Sole proprietor.(p3)
A sole proprietor is someone who owns an unincorporated business by himself or herself. You are also a sole proprietor for income tax purposes if you are an individual and the sole member of a domestic limited liability company (LLC) unless you elect to have the LLC treated as a corporation.
Independent contractor.(p3)
People such as doctors, dentists, veterinarians, lawyers, accountants, contractors, subcontractors, public stenographers, or auctioneers who are in an independent trade, business, or profession in which they offer their services to the general public are generally independent contractors. However, whether they are independent contractors or employees depends on the facts in each case. The general rule is that an individual is an independent contractor if the person paying for the work has the right to control or to direct only the result of the work and not how it will be done. The earnings of a person who is working as an independent contractor are subject to self-employment tax. For more information on determining whether you are an employee or independent contractor, see Pub. 15-A, Employer's Supplemental Tax Guide.

Are You a Statutory Employee?(p3)

A statutory employee has a checkmark in box 13 of his or her Form W-2, Wage and Tax Statement. Statutory employees use Schedule C or C-EZ to report their wages and expenses.

Business Owned and Operated by Spouses(p3)

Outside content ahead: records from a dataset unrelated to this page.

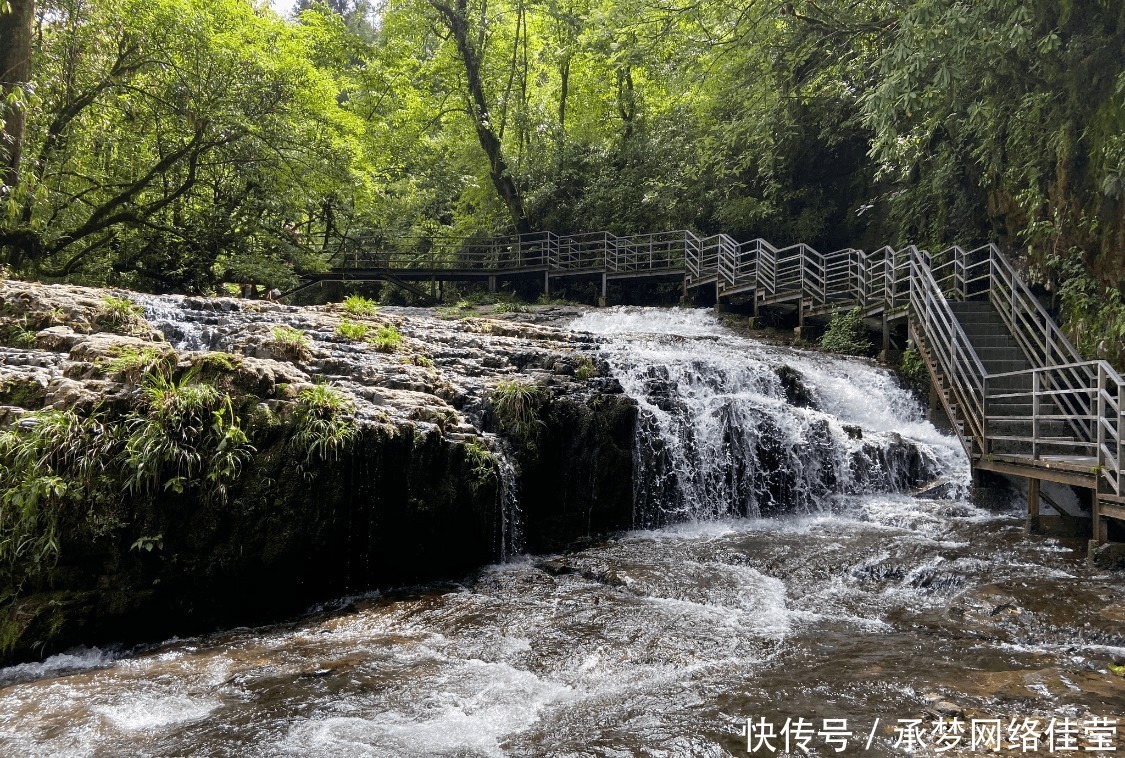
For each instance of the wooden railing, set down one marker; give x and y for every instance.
(1088, 396)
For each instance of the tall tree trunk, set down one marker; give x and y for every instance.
(457, 21)
(15, 72)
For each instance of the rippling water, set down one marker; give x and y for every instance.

If you and your spouse jointly own and operate an unincorporated business and share in the profits and losses, you are partners in a partnership, whether or not you have a formal partnership agreement. Do not use Schedule C or C-EZ. Instead, file Form 1065, U.S. Return of Partnership Income. For more information, see Pub. 541, Partnerships.
Exception—Community income.(p3)
If you and your spouse wholly own an unincorporated business as community property under the community property laws of a state, foreign country, or U.S. possession, you can treat the business either as a sole proprietorship or a partnership. States with community property laws include Arizona, California, Idaho, Louisiana, Nevada, New Mexico, Texas, Washington, and Wisconsin. A change in your reporting position will be treated as a conversion of the entity. See Pub. 555 for more information about community property laws.
Exception—Qualified joint venture.(p3)
If you and your spouse each materially participate as the only members of a jointly owned and operated business, and you file a joint return for the tax year, you can make a joint election to be treated as a qualified joint venture instead of a partnership for the tax year. Making this election will allow you to avoid the complexity of Form 1065 but still give each spouse credit for social security earnings on which retirement benefits are based. For an explanation of "material participation," see the instructions for Schedule C, line G.
To make this election, you must divide all items of income, gain, loss, deduction, and credit attributable to the business between you and your spouse in accordance with your respective interests in the venture. Each of you must file a separate Schedule C or C-EZ and a separate Schedule SE. For more information, see Qualified Joint Ventures in the Instructions for Schedule SE.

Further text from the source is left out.